Living language: Orcas Schools English Language Learners program

Jaqueline Figueroa was five when she was suddenly thrust into a strange new world where everyone spoke a foreign tongue: English. Her family had moved from Mexico to Orcas Island, and Figueroa, fluent in Spanish, had to adapt.

Jaqueline Figueroa was five when she was suddenly thrust into a strange new world where everyone spoke a foreign tongue: English. Her family had moved from Mexico to Orcas Island, and Figueroa, fluent in Spanish, had to adapt.

“It’s really hard,” said Figueroa, now in 6th grade at Orcas Elementary. “Your spelling, your math, everything… you don’t have a clue. But after a while, working really hard, you get that; it’s like, okay, I got this.”

English Language Learners is a program designed to help Orcas Island Schools’ students like Figueroa gain the fluency they need to succeed in school.

Spanish teacher Catherine Laflin serves as the ELL coordinator, focusing on professional development for general education teachers.
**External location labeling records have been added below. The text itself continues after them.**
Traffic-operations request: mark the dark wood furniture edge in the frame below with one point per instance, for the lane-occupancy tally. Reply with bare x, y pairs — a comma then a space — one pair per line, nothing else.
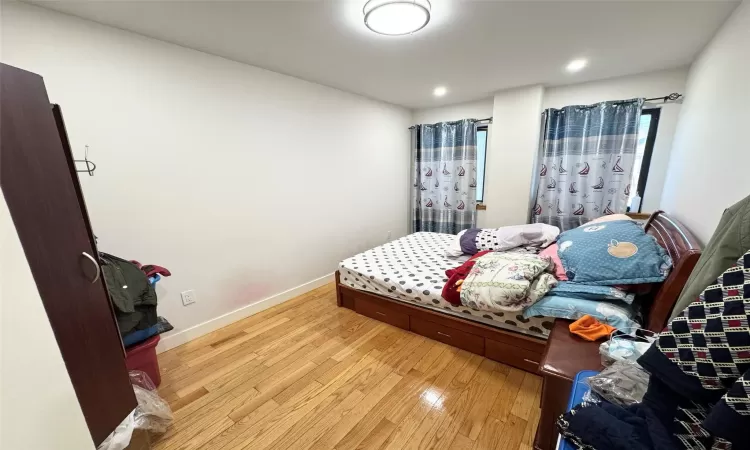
521, 352
685, 250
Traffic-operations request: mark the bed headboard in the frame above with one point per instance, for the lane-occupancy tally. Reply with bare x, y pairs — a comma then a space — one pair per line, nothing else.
684, 250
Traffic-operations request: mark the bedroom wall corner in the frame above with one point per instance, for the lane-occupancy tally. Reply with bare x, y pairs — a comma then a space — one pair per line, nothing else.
708, 166
246, 184
511, 155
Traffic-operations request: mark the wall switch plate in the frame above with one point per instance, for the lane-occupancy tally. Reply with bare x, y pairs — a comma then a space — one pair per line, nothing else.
188, 297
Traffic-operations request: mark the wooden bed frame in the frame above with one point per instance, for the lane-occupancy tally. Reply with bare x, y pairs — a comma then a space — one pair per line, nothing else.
513, 348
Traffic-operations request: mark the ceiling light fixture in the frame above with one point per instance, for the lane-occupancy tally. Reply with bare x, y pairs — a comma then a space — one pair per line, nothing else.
576, 65
396, 17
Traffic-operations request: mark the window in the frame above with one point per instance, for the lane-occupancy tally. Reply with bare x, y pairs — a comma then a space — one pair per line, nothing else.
646, 138
481, 158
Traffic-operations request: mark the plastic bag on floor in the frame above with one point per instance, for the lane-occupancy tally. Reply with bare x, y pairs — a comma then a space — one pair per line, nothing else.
623, 383
152, 414
120, 438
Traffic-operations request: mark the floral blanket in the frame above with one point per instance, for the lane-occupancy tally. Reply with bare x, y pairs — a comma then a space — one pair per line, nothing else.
507, 281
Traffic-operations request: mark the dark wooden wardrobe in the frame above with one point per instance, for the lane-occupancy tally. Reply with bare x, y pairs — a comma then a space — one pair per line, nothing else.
41, 189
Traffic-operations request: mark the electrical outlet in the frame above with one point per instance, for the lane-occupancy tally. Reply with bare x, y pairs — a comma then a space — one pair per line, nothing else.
188, 297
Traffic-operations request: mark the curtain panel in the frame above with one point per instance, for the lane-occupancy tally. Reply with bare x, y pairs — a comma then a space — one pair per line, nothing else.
444, 176
586, 163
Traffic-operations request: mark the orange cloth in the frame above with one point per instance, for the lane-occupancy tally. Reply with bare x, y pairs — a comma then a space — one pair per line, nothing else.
590, 329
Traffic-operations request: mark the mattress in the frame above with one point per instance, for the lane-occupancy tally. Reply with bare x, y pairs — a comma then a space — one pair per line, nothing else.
412, 270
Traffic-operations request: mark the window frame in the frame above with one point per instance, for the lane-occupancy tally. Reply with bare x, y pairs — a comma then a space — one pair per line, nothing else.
648, 151
486, 129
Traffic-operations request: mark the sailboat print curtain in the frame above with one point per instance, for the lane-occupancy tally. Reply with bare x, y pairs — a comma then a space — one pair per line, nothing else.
587, 156
444, 179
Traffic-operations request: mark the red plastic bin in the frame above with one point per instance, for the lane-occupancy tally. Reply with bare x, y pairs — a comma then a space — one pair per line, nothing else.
143, 357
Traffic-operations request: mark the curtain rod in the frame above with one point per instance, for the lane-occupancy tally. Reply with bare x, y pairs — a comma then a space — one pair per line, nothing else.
674, 96
488, 120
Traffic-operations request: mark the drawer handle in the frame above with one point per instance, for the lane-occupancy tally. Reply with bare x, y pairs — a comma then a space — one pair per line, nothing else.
96, 264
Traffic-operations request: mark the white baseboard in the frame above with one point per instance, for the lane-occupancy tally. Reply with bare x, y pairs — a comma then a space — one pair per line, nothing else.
181, 337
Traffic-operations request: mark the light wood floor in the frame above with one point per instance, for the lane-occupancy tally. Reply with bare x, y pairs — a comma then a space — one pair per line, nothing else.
307, 374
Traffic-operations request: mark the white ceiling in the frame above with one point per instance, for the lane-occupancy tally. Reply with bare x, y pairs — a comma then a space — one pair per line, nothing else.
474, 48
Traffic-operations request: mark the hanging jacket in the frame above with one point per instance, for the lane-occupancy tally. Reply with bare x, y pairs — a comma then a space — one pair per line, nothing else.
132, 295
730, 241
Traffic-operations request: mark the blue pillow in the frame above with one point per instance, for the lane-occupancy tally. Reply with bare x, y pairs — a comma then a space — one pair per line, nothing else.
617, 314
591, 292
616, 252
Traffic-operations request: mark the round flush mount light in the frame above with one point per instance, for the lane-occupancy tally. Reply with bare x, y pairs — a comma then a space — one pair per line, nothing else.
396, 17
576, 65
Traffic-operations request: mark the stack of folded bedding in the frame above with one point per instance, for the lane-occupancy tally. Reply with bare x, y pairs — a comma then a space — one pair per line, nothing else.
600, 265
505, 272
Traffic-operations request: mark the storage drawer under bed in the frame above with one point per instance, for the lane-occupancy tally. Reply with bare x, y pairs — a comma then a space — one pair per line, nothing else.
515, 356
380, 310
447, 335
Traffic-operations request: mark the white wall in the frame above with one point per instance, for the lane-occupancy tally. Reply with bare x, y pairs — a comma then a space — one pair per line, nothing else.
648, 85
708, 167
480, 109
38, 406
510, 158
508, 169
243, 182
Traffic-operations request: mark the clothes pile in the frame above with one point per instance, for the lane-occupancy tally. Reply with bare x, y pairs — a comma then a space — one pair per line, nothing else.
698, 395
131, 289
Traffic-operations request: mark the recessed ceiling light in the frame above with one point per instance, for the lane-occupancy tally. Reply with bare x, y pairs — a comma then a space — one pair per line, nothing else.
396, 17
576, 65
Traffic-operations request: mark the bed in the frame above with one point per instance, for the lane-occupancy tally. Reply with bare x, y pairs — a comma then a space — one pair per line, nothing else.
412, 269
400, 283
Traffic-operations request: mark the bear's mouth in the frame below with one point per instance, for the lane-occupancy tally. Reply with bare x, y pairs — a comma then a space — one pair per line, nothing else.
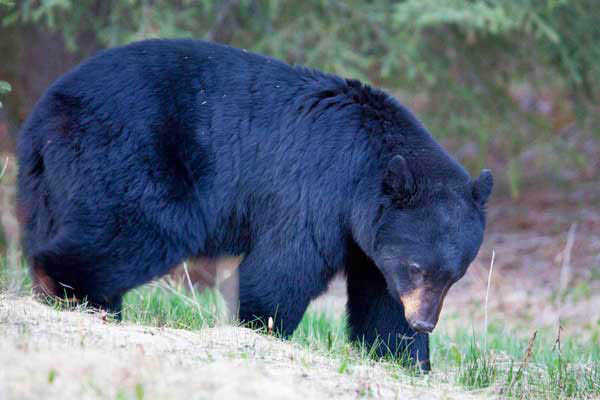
422, 307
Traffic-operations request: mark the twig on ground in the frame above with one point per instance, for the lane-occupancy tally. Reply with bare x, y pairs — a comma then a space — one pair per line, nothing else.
565, 271
191, 286
487, 293
3, 170
526, 359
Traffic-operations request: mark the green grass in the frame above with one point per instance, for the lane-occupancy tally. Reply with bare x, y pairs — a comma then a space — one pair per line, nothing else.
497, 363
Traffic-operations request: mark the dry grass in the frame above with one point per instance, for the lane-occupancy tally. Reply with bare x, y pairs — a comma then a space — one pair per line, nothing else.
45, 353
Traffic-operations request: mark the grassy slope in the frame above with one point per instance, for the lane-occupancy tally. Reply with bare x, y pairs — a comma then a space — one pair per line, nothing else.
498, 362
505, 362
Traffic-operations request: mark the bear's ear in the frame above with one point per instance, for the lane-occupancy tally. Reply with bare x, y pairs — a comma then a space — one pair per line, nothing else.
482, 187
398, 177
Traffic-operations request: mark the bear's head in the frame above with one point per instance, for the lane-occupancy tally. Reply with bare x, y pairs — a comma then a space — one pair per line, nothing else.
426, 237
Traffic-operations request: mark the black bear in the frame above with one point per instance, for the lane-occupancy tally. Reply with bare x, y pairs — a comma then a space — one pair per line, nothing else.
148, 154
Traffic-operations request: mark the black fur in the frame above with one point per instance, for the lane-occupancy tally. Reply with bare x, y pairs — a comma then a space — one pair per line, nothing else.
161, 150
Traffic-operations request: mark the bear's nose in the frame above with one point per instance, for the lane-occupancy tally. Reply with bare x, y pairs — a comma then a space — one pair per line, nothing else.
422, 326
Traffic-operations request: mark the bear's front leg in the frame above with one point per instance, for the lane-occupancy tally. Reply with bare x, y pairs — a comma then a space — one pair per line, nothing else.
278, 284
377, 319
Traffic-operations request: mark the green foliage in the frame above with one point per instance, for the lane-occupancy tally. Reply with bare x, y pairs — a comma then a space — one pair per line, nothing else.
457, 62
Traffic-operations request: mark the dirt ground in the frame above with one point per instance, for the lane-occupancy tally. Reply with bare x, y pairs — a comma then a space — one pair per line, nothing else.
45, 353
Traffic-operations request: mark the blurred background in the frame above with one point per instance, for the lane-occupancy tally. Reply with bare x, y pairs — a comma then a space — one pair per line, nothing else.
510, 85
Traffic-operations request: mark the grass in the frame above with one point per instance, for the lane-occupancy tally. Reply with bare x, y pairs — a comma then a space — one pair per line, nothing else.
508, 363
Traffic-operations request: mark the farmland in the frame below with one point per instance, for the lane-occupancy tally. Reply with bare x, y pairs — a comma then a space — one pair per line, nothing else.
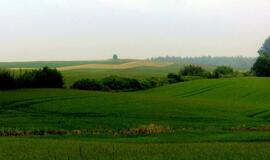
201, 119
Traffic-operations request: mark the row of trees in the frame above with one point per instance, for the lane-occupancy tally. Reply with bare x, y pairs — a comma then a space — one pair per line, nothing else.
235, 62
116, 83
193, 71
42, 78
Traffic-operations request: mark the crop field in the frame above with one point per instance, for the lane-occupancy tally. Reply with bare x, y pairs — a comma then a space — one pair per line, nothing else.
201, 119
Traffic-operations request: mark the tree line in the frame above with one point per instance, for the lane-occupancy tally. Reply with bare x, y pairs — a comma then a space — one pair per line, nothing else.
41, 78
235, 62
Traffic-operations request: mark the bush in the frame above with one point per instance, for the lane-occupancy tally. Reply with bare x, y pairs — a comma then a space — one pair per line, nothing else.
43, 78
88, 84
261, 68
108, 83
7, 80
119, 83
153, 82
174, 78
223, 71
48, 78
193, 70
Laflin visits classrooms and helps teachers design student assessment tools.

Laflin said the program was developed to serve an increasing need for help with English literacy.

Ten years ago, there was one student in the program; now there are 16, most with Spanish as their native language but others who’ve come from Indonesia and China.
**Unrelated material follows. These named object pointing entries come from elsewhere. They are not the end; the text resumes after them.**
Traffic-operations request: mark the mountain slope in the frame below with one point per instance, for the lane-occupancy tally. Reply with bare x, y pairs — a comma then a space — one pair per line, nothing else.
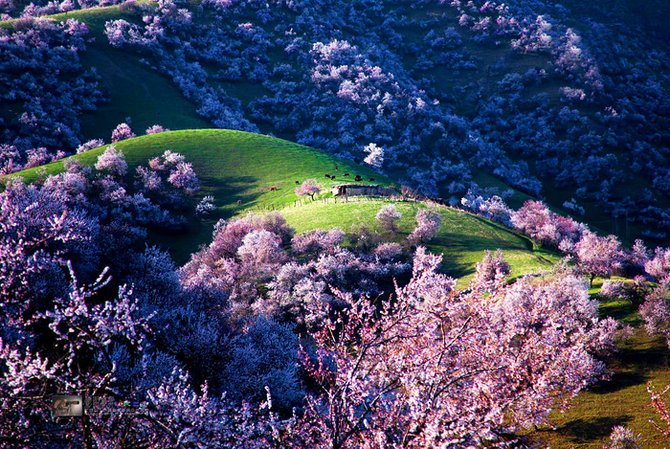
252, 172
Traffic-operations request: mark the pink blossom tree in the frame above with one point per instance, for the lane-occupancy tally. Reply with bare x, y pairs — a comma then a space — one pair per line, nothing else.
375, 155
183, 177
155, 129
659, 402
122, 132
388, 217
598, 256
112, 161
428, 224
492, 272
623, 438
437, 367
308, 187
659, 265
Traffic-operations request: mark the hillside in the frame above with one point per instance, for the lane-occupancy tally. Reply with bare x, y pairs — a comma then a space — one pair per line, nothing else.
564, 101
241, 169
147, 84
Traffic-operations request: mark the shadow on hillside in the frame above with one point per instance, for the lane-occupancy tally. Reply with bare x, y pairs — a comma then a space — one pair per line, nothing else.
234, 192
586, 430
619, 381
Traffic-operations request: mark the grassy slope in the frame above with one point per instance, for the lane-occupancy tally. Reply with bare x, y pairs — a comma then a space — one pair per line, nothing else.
134, 89
241, 166
237, 168
137, 91
463, 237
621, 401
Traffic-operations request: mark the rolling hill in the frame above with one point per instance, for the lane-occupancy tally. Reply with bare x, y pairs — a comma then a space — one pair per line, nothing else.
252, 172
239, 169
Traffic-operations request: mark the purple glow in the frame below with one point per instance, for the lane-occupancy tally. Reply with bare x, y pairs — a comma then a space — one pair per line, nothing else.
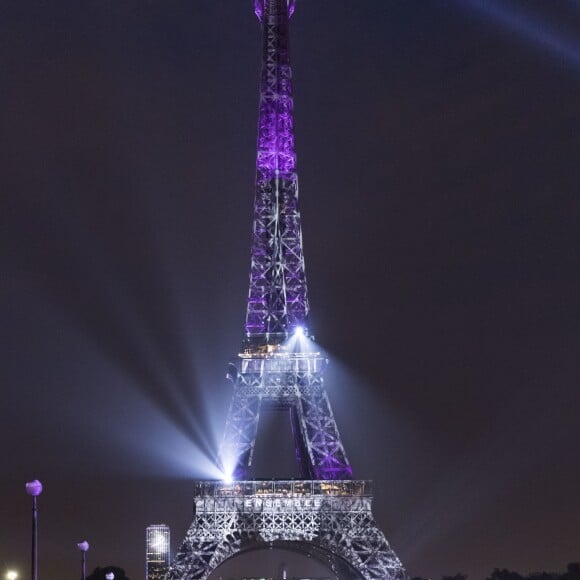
259, 8
34, 488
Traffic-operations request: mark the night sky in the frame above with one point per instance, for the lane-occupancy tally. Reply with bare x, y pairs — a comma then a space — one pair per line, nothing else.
438, 152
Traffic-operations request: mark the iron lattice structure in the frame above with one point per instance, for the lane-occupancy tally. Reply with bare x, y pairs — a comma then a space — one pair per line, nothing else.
326, 514
328, 520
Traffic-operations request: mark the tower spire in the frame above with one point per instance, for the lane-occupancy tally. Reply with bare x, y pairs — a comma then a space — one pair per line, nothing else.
277, 299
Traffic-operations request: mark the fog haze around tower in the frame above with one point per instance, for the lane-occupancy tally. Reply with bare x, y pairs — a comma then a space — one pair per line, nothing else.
437, 150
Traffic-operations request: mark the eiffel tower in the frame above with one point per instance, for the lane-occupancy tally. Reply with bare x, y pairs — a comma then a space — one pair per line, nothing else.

“Once kids have been a couple of years in school, they’re considered conversationally fluent, but the academic language isn’t there, because who goes out on the playground and talks about sums, for example?” Laflin said. “Socially they’re functioning very well, but it’s kind of the tip of the iceberg; you can really be surprised.”

Figueroa, at 11, is reaching a level of fluency that could soon let her test out of the program. It’s still tricky trying to learn English words without forgetting her Spanish in the process, she said, and her parents speak Spanish at home. What is her greatest wish?

“What I’d really like is a little less homework, more teaching in the day,” she said.

Laflin is working to incorporate “Sheltered Instruction,” a general program of classroom strategies that help make content comprehensible to ELL learners. One specific model of ELL learning is GLAD – Guided Language Acquisition Design, which includes lots of visuals and charts on classroom walls.

“Your walls are a living language,” said Laflin.

Six Orcas teachers, including Laflin, are GLAD certified.

Laflin is proud of the interest shown by the Orcas School teachers.

“The teachers have really stepped up,” she said. “It’s been neat to see them take that challenge and go with it.”

She also said Robin Freeman, who has worked a a specialist aide for the past four years, “has been invaluable.”

How the community can help

One obstacle for these students is a lack of good literacy materials in Spanish – not just English. Laflin said kids whose parents read to them in their native language tend to pick up English more easily.

“A lot of those skills transfer,” she said. “The studies say, the more, the better.”

Laflin said interested community members can support the program by donating toward downloadable bi-lingual books, or “Imagine Learning” computer programs, at $150 per child, which help teach phonics, language and reading.

She said there is also a great need for bi-lingual volunteers to serve as Spanish translators; no is training required.

Starting their school experience early seems to help pave the way for ELL students. Laflin said Erin O’Dell, representing Orcas Family Connections, has had a “huge impact” by helping more children attend preschool and become better prepared for kindergarten.

“That’s helped us a lot,” Laflin said.